Interpreted Languages and Mixed Strategies

Languages that avoid manual memory management do it by having a memory manager built into their runtime executable somewhere. Typically, runtime environments in these languages are split into a program part (the running script itself) and the interpreter part, with the interpreter managing dynamic storage. On Unixes (and other modern operating systems) the interpreter core can be shared by multiple program parts, reducing the effective overhead for each one.

Scripting is nowhere near a new idea in the Unix world. As far back as the mid-1970s, in an era of far smaller machines, the Unix shell (the interpreter for commands typed to a Unix console) was designed as a full interpreted programming language. It was common even then to write programs entirely in shell, or to use the shell to write glue logic that knit together canned utilities and custom programs in C into wholes greater than the sum of their parts.
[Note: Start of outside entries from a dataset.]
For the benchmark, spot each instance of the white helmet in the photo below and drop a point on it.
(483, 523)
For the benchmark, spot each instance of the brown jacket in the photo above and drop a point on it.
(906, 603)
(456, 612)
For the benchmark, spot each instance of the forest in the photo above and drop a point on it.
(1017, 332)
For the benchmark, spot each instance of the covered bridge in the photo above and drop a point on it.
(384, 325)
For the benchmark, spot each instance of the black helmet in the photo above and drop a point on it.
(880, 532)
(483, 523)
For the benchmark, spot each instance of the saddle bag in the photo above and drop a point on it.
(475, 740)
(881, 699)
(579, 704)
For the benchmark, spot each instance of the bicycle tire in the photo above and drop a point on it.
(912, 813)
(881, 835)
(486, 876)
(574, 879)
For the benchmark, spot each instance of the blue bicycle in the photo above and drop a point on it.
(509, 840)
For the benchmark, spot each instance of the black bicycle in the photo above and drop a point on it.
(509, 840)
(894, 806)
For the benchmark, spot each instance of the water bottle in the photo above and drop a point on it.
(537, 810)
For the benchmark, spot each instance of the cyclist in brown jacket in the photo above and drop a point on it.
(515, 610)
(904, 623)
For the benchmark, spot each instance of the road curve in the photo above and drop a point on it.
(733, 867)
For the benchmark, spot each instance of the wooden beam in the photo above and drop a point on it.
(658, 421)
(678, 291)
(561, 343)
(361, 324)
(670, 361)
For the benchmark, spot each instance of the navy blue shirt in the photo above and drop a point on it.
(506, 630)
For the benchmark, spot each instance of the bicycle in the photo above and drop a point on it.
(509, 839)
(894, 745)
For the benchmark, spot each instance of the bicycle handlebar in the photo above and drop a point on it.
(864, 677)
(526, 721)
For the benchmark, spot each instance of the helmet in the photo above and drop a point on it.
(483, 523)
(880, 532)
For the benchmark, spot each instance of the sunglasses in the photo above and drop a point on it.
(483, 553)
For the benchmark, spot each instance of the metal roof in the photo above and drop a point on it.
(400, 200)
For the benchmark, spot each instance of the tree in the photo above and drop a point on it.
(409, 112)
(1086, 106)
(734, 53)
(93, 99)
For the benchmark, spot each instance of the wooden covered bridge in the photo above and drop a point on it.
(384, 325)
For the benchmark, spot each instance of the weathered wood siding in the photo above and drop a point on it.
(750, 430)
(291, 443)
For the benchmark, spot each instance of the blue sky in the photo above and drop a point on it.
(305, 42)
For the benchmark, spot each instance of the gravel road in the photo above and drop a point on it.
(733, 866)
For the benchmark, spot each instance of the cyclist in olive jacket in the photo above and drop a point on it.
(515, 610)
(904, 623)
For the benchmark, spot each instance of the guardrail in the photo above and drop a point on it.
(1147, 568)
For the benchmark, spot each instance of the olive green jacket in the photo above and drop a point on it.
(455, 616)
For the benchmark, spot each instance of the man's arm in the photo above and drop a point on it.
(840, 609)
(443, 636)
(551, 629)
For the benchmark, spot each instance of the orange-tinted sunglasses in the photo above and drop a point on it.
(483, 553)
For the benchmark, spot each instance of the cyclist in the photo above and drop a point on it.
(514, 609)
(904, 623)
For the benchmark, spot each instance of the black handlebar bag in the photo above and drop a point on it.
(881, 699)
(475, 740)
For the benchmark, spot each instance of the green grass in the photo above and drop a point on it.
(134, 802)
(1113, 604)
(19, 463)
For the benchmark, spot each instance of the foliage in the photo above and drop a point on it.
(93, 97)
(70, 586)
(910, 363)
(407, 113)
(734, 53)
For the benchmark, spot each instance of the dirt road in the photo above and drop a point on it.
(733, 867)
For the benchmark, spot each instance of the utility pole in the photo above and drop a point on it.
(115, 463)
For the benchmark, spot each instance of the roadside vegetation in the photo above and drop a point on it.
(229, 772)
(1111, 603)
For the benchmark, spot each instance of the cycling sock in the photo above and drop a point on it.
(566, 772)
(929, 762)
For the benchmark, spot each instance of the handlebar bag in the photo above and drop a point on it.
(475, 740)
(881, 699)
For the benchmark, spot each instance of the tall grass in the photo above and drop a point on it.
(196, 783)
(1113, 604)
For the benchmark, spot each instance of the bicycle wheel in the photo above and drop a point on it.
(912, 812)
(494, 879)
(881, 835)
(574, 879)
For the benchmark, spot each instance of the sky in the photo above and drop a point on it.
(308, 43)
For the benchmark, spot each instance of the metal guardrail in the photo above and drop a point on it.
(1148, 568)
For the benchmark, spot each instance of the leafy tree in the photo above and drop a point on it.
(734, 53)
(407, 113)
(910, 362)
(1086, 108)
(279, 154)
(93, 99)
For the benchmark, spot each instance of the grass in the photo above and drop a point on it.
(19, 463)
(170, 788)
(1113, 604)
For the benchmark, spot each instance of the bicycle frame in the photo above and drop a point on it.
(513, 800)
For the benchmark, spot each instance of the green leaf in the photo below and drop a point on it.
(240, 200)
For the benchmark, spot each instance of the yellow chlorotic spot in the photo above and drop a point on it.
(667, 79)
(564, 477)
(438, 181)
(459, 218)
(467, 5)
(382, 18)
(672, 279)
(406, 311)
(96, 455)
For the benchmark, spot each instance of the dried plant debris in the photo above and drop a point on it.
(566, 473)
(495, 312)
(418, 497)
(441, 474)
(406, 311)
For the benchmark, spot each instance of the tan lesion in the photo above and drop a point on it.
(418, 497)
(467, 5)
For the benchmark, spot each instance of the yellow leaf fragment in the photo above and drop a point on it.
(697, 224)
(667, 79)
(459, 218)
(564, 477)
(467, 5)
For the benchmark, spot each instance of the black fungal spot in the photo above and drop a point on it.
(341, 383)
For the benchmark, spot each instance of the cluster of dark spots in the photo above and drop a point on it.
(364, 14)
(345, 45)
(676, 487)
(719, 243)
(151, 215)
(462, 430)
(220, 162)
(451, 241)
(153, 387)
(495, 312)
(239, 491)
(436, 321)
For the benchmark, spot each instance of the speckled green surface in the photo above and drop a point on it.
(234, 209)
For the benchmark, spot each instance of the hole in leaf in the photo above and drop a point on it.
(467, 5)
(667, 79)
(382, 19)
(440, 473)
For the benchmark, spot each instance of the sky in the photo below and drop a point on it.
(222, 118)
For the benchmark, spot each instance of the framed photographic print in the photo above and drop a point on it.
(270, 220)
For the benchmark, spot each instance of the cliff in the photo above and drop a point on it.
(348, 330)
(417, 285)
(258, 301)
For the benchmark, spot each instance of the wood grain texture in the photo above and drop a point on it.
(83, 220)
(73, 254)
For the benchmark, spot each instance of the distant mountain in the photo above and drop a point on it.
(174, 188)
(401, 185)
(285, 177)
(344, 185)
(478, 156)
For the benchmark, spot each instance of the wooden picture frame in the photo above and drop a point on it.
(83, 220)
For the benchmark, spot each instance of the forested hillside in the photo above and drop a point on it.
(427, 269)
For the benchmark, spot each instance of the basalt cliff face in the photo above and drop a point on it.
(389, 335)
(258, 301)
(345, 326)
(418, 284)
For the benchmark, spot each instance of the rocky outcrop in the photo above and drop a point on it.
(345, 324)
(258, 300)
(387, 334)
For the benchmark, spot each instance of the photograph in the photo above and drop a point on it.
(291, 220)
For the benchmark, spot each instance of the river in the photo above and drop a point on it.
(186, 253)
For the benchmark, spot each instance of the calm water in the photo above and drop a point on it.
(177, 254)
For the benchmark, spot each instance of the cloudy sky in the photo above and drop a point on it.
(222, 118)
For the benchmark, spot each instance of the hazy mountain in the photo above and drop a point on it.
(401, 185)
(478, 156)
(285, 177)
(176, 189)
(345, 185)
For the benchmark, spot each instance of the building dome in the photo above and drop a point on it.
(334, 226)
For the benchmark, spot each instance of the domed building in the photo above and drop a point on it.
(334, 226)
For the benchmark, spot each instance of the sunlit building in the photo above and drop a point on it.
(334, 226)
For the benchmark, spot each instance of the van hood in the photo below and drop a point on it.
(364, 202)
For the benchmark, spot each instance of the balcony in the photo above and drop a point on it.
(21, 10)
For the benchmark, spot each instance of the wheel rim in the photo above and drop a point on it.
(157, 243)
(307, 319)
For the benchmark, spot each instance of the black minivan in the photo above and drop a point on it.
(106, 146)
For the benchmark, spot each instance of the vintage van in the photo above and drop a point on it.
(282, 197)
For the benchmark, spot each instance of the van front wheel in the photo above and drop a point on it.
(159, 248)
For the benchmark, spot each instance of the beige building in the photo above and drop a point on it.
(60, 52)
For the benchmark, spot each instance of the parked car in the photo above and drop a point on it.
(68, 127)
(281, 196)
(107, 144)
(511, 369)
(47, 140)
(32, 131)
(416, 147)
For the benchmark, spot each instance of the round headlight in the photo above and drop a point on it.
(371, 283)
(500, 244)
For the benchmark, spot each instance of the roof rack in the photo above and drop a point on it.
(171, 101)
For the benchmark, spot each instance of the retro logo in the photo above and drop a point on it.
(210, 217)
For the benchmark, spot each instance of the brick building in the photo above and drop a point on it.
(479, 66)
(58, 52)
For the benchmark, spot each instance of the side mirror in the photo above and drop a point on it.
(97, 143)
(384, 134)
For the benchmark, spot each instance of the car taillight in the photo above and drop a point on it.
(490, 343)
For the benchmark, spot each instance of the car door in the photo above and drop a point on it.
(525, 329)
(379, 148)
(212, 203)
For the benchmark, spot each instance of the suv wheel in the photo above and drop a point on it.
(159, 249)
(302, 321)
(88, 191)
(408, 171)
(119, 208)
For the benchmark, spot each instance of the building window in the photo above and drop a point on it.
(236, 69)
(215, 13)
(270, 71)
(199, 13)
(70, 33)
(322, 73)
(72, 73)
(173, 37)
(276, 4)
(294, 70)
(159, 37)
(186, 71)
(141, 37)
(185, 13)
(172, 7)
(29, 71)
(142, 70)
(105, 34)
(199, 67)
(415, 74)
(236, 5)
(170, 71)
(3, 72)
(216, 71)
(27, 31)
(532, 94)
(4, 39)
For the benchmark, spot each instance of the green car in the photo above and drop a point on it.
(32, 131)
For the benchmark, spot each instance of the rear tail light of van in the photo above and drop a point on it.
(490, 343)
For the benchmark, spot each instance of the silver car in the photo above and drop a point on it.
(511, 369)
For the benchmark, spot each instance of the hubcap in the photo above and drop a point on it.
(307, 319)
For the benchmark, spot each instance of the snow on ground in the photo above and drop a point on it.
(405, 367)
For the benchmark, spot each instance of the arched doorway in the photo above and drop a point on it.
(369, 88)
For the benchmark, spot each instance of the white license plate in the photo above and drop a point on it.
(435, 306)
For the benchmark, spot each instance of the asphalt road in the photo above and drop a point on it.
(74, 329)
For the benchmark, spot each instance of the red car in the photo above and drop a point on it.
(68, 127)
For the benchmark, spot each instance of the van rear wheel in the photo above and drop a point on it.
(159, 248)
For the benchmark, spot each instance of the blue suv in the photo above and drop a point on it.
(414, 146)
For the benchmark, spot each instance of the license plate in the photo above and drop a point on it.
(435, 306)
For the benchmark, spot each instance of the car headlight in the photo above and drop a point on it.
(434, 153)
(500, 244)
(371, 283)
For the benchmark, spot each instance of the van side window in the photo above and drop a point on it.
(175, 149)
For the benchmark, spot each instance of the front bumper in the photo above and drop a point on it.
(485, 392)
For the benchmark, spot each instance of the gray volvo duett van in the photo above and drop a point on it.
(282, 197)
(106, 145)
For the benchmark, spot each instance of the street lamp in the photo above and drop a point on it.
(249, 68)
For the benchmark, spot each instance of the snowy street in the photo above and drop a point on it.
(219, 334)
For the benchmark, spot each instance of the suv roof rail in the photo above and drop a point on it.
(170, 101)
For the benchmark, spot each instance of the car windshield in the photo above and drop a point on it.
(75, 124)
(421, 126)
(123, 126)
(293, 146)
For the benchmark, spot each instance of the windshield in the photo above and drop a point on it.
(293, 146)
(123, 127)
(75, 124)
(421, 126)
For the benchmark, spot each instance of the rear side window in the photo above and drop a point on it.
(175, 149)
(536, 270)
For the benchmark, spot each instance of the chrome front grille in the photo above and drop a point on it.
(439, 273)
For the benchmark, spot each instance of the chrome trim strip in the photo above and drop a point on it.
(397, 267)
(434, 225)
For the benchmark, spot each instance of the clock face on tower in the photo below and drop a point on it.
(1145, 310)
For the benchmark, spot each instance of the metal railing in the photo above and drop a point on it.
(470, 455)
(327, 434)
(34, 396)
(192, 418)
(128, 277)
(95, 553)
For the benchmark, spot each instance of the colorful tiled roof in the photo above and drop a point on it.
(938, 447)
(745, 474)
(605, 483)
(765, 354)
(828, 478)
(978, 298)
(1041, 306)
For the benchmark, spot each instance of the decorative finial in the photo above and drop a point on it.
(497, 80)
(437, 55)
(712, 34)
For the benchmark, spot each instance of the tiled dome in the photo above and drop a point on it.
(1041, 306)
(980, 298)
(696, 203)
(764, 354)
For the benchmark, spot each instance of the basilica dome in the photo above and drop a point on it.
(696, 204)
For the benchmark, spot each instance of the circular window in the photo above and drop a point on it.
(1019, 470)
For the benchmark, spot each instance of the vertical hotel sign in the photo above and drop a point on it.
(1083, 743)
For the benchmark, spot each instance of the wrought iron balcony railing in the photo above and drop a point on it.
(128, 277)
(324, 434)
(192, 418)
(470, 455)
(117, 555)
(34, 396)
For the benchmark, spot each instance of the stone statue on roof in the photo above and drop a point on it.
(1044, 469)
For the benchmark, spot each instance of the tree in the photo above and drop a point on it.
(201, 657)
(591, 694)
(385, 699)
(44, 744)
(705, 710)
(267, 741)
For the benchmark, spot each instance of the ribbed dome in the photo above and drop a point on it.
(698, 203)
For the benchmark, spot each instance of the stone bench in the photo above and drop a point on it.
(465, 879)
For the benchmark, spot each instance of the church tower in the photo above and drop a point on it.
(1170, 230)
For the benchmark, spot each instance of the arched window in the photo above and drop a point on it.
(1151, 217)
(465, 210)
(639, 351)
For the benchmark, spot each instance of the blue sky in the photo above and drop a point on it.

Classical introductions to the Unix environment (such as The Unix Programming Environment [Kernighan-Pike84]) have dwelt heavily on this tactic, and with good reason: it was one of Unix's most important innovations.

Advanced shell programming mixes languages freely, employing both binaries and interpreted elements from half a dozen or more other languages for subtasks. Each language does what it does best, each component is a module with narrow interfaces to the others, and the global complexity of the whole is much lower than it would be had it been coded as a single monster monolith in a general-purpose language.